Multiple sources confirmed to Tribune Business that staff in the unit have been invited to apply for jobs elsewhere within Royal Bank’s Bahamian operations in a bid to minimise lay-offs.
It is unclear how many staff will be impacted. Royal Bank was said to have issued a press release on the issue yesterday, but it was never sent to The Tribune.
However, Royal Bank’s latest consolidation/downsizing move represents another step in efforts to cut costs and align expenses with reduced profits stemming from the commercial banking sector’s non-performing loan (NPL) crisis.
With $1 out of every $5 lent by the sector at least one month past due, all three Canadian-owned banks - Scotiabank and CIBC FirstCaribbean, as well as Royal Bank - have sought to cut costs via a combination of branch closures and outsourcing of jobs/back office functions to lower cost jurisdictions such as Jamaica and Trinidad and Tobago.
While Scotiabank and CIBC FirstCaribbean have both previously told Tribune Business that their consolidation in the Bahamas has finished for the time being, it appears that Royal Bank is still seeking more efficiencies.
It closed the Palmdale branch of its BISX-listed FINCO operation in November last year, transferring all operations and customer accounts to the nearby Royal Bank branch.
This was a continuation of the initiative, begun in 2014, to merge FINCO’s operations and physical locations with those of Royal Bank in a bid to cut costs and generate efficiencies in a difficult trading and economic environment.
Royal Bank has also shrunk its own branch network, exiting its Paradise Island branch last year, a move that it confirmed was intended to reduce costs and increase efficiencies.
Royal Bank, though, is in good company when it comes to downsizing Bahamian operations.
Scotiabank last year unveiled a restructuring in which around 50 staff were expected to lose their jobs, with six branch closures and the downsizing of two others.
Three New Providence locations were “consolidated” into other sites.

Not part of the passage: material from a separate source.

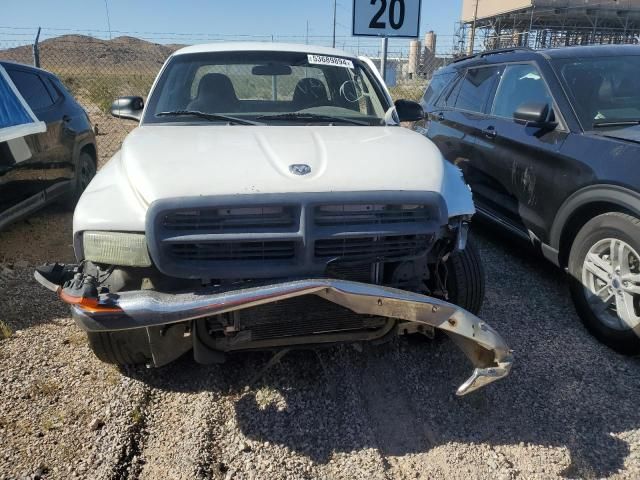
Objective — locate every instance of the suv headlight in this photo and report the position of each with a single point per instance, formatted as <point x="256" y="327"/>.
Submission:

Caves Village branch was folded into the Cable Beach location; the Wulff Road and East Street site was consolidated at Thompson Boulevard; and the British Colonial Hilton location moved into Rawson Square.
A fourth branch, Cooper’s Town in Abaco, was consolidated into the Marsh Harbour location, while two other Family Island sites - Stella Maris in Long Island and North Eleuthera - closed outright
Scotiabank’s remaining locations on Long Island and Eleuthera - Buckley’s and Rock Sound - were downsized to ‘service centres’, with reduced services and hours, and full-service ATMs.
CIBC, too, terminated 66 jobs in the Bahamas by October 2015, with 56 of those posts lost in the outsourcing of its operations group to Jamaica.
These downsizings represent the further loss of well-paying, middle class jobs for a Bahamian economy which is still struggling for significant growth to pull itself away from the aftermath of the 2008-2009 recession.
They raise further questions over the Bahamas’ economic competitiveness, and whether this nation has ‘priced itself out of the market’ for certain products and services.